Ilha Grande, la “mais bonita” del mundo

Ilha Grande, la más extensa de la costa de Rio de Janeiro, cuenta con un centenar de playas casi inalteradas por el hombre. Entre ellas se destaca Lopes Mendes, una de las más atractivas del planeta.

Por Christian Quinteros (Especial).

Rio de Janeiro es un destino descollante. Un viaje a la cidade maravilhosa, con actividades variadas para vivir a pleno el ritmo de la urbe carioca, se puede combinar con otras opciones que aseguran una estadía más relajada. A pocos kilómetros existe una cantidad de islas paradisíacas donde se puede ir en busca del descanso absoluto, en medio de playas casi vírgenes que invitan a tirarse al sol y contemplar el mar que se convierte en un infinito horizonte azul turquesa.

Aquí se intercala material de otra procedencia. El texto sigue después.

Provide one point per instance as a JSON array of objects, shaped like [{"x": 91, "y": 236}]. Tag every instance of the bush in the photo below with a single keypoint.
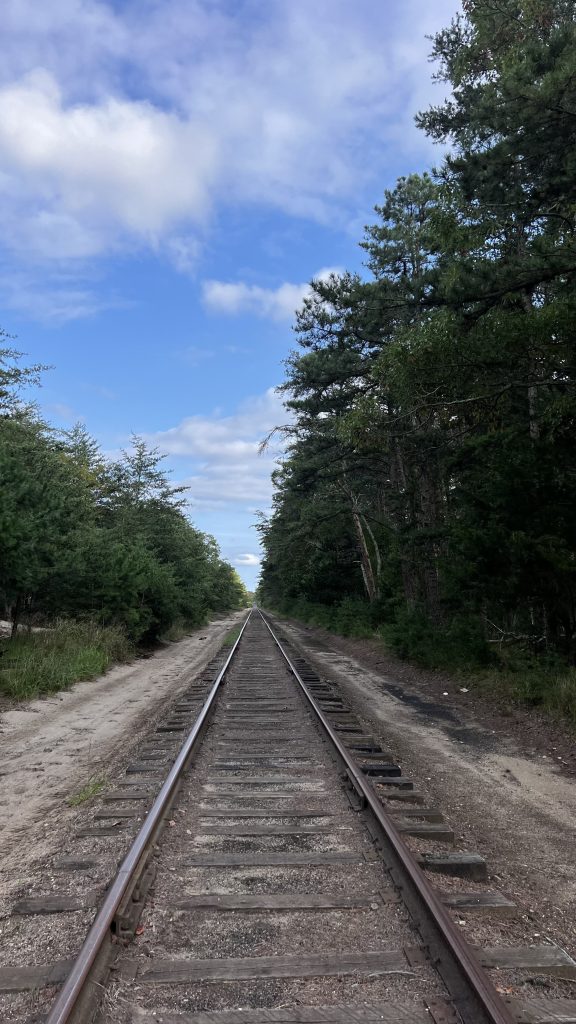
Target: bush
[
  {"x": 52, "y": 659},
  {"x": 457, "y": 644}
]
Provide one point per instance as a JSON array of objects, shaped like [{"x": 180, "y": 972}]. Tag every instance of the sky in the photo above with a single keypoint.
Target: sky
[{"x": 172, "y": 175}]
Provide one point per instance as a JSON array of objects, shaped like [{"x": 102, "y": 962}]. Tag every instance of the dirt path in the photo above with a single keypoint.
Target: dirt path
[
  {"x": 49, "y": 749},
  {"x": 511, "y": 805}
]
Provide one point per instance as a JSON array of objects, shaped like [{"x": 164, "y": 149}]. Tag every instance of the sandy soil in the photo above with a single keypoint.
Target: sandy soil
[
  {"x": 502, "y": 797},
  {"x": 50, "y": 748}
]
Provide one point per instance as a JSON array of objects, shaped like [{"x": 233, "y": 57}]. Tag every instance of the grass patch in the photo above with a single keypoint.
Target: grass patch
[
  {"x": 550, "y": 688},
  {"x": 33, "y": 664},
  {"x": 92, "y": 788}
]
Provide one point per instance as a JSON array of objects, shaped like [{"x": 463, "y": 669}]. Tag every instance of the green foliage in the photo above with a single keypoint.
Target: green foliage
[
  {"x": 430, "y": 473},
  {"x": 92, "y": 540},
  {"x": 54, "y": 658}
]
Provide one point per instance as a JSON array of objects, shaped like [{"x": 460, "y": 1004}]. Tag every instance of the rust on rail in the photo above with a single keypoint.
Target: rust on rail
[
  {"x": 66, "y": 1003},
  {"x": 489, "y": 1009}
]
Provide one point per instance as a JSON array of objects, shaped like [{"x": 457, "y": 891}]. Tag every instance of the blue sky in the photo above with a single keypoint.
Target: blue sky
[{"x": 172, "y": 174}]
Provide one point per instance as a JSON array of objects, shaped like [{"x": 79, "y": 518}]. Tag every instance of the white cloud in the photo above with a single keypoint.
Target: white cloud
[
  {"x": 277, "y": 303},
  {"x": 247, "y": 560},
  {"x": 225, "y": 467},
  {"x": 98, "y": 168},
  {"x": 123, "y": 126}
]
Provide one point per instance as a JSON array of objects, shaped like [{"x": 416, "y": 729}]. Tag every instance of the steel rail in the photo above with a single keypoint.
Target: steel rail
[
  {"x": 73, "y": 987},
  {"x": 493, "y": 1010}
]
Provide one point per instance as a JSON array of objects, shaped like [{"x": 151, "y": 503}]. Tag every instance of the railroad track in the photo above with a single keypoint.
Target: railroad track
[{"x": 269, "y": 884}]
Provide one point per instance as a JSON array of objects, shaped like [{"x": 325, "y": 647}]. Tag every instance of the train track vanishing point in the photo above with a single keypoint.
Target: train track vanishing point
[{"x": 283, "y": 886}]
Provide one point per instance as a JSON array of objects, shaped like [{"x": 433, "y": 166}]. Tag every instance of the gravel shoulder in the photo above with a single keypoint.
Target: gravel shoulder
[
  {"x": 50, "y": 748},
  {"x": 504, "y": 788}
]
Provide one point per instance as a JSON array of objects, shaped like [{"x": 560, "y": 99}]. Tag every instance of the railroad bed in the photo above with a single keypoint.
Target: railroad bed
[{"x": 280, "y": 889}]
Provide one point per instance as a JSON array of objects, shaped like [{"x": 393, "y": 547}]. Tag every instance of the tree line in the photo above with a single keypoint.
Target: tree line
[
  {"x": 429, "y": 482},
  {"x": 86, "y": 538}
]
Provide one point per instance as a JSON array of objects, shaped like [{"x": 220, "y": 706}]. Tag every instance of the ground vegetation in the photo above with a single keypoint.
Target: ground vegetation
[{"x": 97, "y": 556}]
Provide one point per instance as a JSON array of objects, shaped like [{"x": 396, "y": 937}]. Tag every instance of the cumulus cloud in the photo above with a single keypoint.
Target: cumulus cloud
[
  {"x": 247, "y": 560},
  {"x": 277, "y": 303},
  {"x": 222, "y": 452},
  {"x": 94, "y": 168},
  {"x": 123, "y": 125}
]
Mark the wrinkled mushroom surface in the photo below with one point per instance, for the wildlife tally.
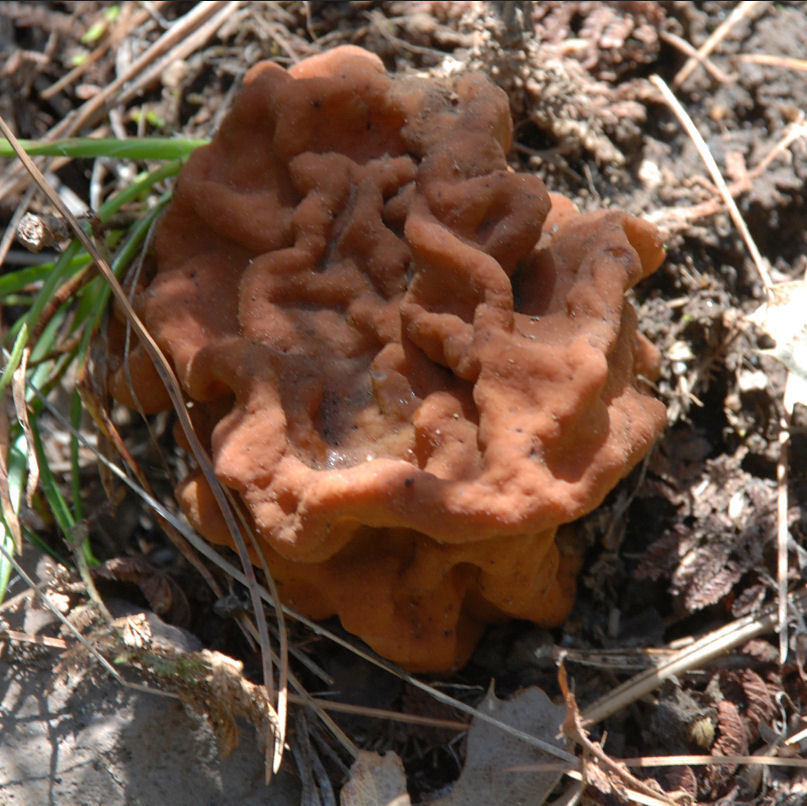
(411, 363)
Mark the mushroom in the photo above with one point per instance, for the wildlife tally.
(412, 364)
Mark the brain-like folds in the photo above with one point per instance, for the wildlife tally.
(411, 363)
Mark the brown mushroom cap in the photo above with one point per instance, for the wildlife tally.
(413, 365)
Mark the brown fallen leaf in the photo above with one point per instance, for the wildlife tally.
(375, 780)
(488, 775)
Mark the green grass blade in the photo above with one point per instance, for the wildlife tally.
(134, 148)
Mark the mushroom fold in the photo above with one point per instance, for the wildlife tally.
(411, 364)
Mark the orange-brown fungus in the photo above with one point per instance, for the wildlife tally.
(411, 363)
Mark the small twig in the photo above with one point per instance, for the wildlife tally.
(717, 177)
(686, 48)
(782, 532)
(39, 640)
(573, 729)
(718, 35)
(694, 656)
(788, 62)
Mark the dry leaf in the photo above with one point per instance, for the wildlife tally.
(488, 775)
(375, 780)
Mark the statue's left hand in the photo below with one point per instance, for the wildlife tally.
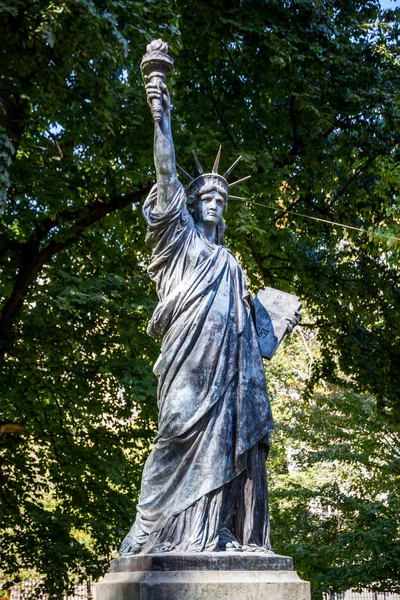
(295, 320)
(156, 89)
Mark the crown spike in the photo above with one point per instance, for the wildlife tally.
(216, 163)
(198, 165)
(238, 181)
(229, 171)
(184, 172)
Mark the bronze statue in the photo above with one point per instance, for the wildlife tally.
(204, 485)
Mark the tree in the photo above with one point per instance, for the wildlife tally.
(307, 92)
(334, 480)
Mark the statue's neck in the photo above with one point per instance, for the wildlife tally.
(210, 233)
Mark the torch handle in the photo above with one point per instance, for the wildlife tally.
(157, 103)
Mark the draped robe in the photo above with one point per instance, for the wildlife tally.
(212, 398)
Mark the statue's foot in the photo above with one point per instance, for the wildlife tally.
(129, 546)
(255, 548)
(163, 547)
(227, 542)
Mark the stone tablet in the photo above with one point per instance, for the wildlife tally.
(273, 312)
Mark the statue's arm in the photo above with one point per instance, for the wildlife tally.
(164, 152)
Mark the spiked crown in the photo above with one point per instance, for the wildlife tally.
(209, 181)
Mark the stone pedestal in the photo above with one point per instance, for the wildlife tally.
(205, 576)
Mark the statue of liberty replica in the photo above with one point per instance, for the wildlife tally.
(204, 485)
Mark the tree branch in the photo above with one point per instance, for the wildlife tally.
(33, 264)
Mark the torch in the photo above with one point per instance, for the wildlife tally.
(155, 65)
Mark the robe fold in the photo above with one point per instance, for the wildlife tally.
(212, 397)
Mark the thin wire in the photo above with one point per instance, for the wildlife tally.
(291, 212)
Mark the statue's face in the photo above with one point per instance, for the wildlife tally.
(209, 208)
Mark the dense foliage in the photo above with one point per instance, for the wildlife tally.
(307, 92)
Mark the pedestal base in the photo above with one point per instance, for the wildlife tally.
(202, 577)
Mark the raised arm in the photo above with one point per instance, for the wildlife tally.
(164, 152)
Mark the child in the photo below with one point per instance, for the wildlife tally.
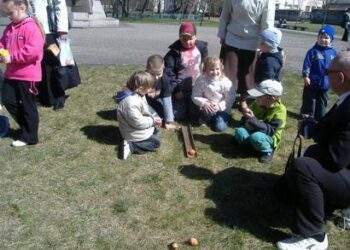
(264, 120)
(270, 61)
(214, 93)
(24, 41)
(182, 65)
(316, 85)
(137, 125)
(159, 98)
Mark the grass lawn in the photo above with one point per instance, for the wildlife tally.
(71, 192)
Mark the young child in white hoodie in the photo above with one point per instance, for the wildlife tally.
(214, 93)
(137, 124)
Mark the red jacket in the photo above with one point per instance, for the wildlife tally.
(25, 43)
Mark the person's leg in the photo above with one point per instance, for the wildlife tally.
(156, 106)
(231, 66)
(10, 101)
(245, 60)
(314, 186)
(142, 147)
(168, 109)
(45, 96)
(1, 86)
(308, 104)
(241, 135)
(29, 113)
(219, 122)
(261, 142)
(345, 37)
(179, 108)
(321, 101)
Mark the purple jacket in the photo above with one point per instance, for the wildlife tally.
(25, 43)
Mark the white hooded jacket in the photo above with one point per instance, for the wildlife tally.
(242, 20)
(60, 13)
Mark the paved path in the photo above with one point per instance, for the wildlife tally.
(131, 44)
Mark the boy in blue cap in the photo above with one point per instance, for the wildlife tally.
(316, 63)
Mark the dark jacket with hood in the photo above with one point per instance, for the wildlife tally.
(317, 61)
(268, 66)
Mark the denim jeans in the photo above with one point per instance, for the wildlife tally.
(258, 140)
(314, 102)
(149, 145)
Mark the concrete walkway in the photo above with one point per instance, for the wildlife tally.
(131, 44)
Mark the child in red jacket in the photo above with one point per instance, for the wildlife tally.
(21, 49)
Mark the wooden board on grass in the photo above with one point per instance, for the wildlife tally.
(188, 141)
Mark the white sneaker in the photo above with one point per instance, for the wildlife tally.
(18, 143)
(124, 150)
(300, 243)
(344, 220)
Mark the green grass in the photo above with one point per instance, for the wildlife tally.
(213, 22)
(315, 27)
(71, 192)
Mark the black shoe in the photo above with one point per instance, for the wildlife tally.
(124, 150)
(58, 106)
(266, 157)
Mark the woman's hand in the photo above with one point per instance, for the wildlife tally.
(306, 81)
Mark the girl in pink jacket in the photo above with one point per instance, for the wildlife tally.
(21, 49)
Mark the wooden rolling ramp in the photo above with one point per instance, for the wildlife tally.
(189, 147)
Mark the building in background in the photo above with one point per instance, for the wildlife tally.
(304, 5)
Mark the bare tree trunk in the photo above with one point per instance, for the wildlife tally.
(144, 6)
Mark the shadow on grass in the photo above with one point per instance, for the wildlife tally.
(293, 115)
(224, 145)
(243, 200)
(103, 134)
(14, 133)
(110, 115)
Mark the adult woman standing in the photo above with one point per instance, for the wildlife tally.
(346, 25)
(53, 15)
(240, 24)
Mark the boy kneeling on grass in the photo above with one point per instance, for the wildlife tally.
(264, 120)
(138, 125)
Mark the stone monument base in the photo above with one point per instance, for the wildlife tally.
(93, 20)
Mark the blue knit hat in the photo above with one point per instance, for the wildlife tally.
(272, 37)
(329, 30)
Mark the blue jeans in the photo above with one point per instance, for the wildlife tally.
(258, 140)
(314, 102)
(218, 122)
(149, 145)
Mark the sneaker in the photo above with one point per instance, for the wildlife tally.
(344, 220)
(300, 243)
(170, 126)
(124, 150)
(266, 157)
(18, 143)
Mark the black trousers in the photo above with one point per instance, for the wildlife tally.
(245, 59)
(50, 92)
(21, 104)
(316, 192)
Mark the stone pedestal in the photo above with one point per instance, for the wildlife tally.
(95, 19)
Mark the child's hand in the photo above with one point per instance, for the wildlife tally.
(157, 122)
(306, 81)
(248, 113)
(151, 93)
(209, 107)
(5, 56)
(179, 95)
(6, 59)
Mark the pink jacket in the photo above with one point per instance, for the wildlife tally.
(25, 43)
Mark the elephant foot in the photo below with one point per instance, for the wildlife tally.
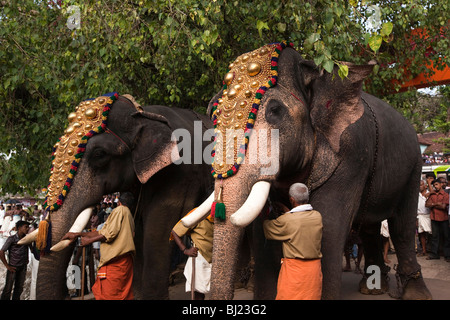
(413, 287)
(365, 289)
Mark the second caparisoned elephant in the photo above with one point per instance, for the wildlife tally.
(130, 148)
(358, 156)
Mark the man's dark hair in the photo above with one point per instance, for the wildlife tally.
(21, 223)
(127, 199)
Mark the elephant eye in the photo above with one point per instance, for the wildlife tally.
(99, 153)
(275, 112)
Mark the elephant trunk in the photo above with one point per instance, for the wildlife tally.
(228, 236)
(51, 280)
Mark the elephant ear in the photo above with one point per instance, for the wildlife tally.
(153, 147)
(335, 103)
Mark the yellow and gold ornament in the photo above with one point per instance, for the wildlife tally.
(90, 118)
(244, 85)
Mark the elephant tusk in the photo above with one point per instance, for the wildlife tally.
(80, 222)
(29, 238)
(252, 206)
(199, 214)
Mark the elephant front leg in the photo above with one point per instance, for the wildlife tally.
(373, 262)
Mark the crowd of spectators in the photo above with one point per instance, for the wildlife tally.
(436, 158)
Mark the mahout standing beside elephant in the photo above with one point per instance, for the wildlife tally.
(130, 148)
(357, 155)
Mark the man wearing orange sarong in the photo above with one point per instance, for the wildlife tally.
(300, 229)
(115, 271)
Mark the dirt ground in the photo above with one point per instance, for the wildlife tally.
(436, 274)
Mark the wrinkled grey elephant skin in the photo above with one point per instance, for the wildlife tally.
(136, 158)
(361, 160)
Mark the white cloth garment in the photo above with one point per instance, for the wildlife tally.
(202, 274)
(423, 216)
(384, 229)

Saliendo con rumbo oeste desde la ciudad del Cristo Redentor, hay que recorrer por ruta la región conocida como Costa Verde, el camino que conecta con la localidad de Angra dos Reis. En esta zona, hacia el Atlántico, se extiende una bahía con más un centenar de islas cuyo nombre corresponde a la mayor de todas ellas, Ilha Grande, a la que se llega por medio de alguna embarcación que sólo traslada personas, sin vehículos. 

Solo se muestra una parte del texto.